This is a one-off program I wrote to assign seats at my wedding reception. I don't intend to maintain it, but it may be useful or interesting to you.
Making a wedding seating chart is notoriously difficult and time-consuming, especially if you fully assign seats instead of only assigning guests to a table. But it's really a combinatorial optimization problem. I decided I would enjoy spending a few hours coding more than optimizing by hand.
The algorithm used here is simulated annealing, mostly because it works surprisingly well and is very easy to implement. Because it is so simple, it is also quite fast, which means you can take advantage of the power of brute force. After a few rounds of tuning, I let it run overnight. In the morning, I had a seating chart that was the result of evaluating 3.05 billion candidate charts. It was very good.
An interesting twist on the standard algorithm is that it does not swap only single seats; up to an entire side will be swapped. Also, it spends 90% of its time optimizing within a table, only occasionally moving groups between tables.
For any candidate seating chart, the room's score is the sum of the guest preferences and table scores.
Guest preferences are a bilateral score of how much a pair of guests will enjoy being seated near each other.
Table balance is a measure of how well-balanced the seating arrangement is. A seating chart will be penalized if it has everyone on one side of a table, too many people crowded around a table, or too few people at a table.
For each guest, all the other members at the table are considered according to their bilateral preferences.
- Guests seated next to each other are weighted at 100%.
- Guests seated directly across are weighted at 60%.
- Guests seated diagonally are weighted at 30%.
- Guests seated at the same table in any other position are weighted at 10%.
When guests are adjacent and have the same gender, we also apply a small penalty.
Table score is zero or negative, and is the sum of two scores.

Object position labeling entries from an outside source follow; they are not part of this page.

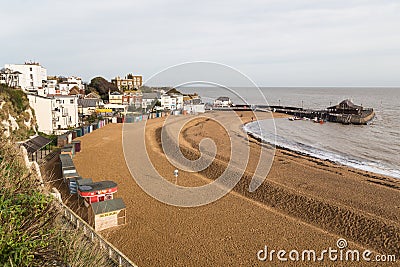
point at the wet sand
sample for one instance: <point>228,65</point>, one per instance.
<point>305,203</point>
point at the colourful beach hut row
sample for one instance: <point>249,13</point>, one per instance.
<point>104,210</point>
<point>68,137</point>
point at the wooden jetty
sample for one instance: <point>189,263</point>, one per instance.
<point>345,112</point>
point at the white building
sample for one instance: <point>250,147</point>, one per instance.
<point>10,78</point>
<point>194,108</point>
<point>148,100</point>
<point>171,101</point>
<point>222,102</point>
<point>50,87</point>
<point>55,114</point>
<point>71,82</point>
<point>32,75</point>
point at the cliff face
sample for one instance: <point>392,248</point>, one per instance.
<point>17,118</point>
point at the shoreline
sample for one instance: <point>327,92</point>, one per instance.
<point>370,174</point>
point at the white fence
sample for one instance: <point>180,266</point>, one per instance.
<point>113,253</point>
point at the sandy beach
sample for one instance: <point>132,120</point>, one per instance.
<point>305,203</point>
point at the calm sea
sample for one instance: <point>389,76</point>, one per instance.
<point>374,147</point>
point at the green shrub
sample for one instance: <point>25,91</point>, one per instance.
<point>31,228</point>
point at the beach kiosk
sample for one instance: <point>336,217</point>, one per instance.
<point>97,192</point>
<point>106,214</point>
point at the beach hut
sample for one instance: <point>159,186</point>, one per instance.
<point>66,161</point>
<point>71,180</point>
<point>68,149</point>
<point>62,140</point>
<point>82,181</point>
<point>98,191</point>
<point>78,132</point>
<point>69,137</point>
<point>106,214</point>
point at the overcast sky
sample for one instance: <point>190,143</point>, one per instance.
<point>275,43</point>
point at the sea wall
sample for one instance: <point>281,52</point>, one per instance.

Table capacity score is based on the ideal of a table set for two less than full capacity. A table with more or fewer guests will be penalized.
Left/right balance per table is an exponential penalty if the number of guests on each side of the table is unequal.
There is no attempt to generalize beyond what I needed for my wedding.
Only rectangular tables are supported. Many weddings use round banquet-style tables.
All tables are considered equal. You could decide later where tables should be placed in the room.
For simplicity, guest preferences are bilateral, even though in reality people like or dislike each other asymmetrically.
Weights and algorithms are hardcoded.
A CSV file with one or two fields.
- Name; any unique Unicode string. If it starts with "Mr.", "Mrs.", "Ms.", or "Miss", that will be used to default the gender field to "male" or "female".
- Gender; also any Unicode string, but not unique.
A CSV file with three fields. The first two are names, which must exactly match either a name or nickname from the guest list. The third field is a real number given these guests' preference to be near each other; this may be negative.
A command-line flag, for example --tables=12,12,10,12,10
for five tables
seating 56 in total.
The final output is a guest list with table assignments fully populated.
saseat
prints its current state once a second. It runs indefinitely.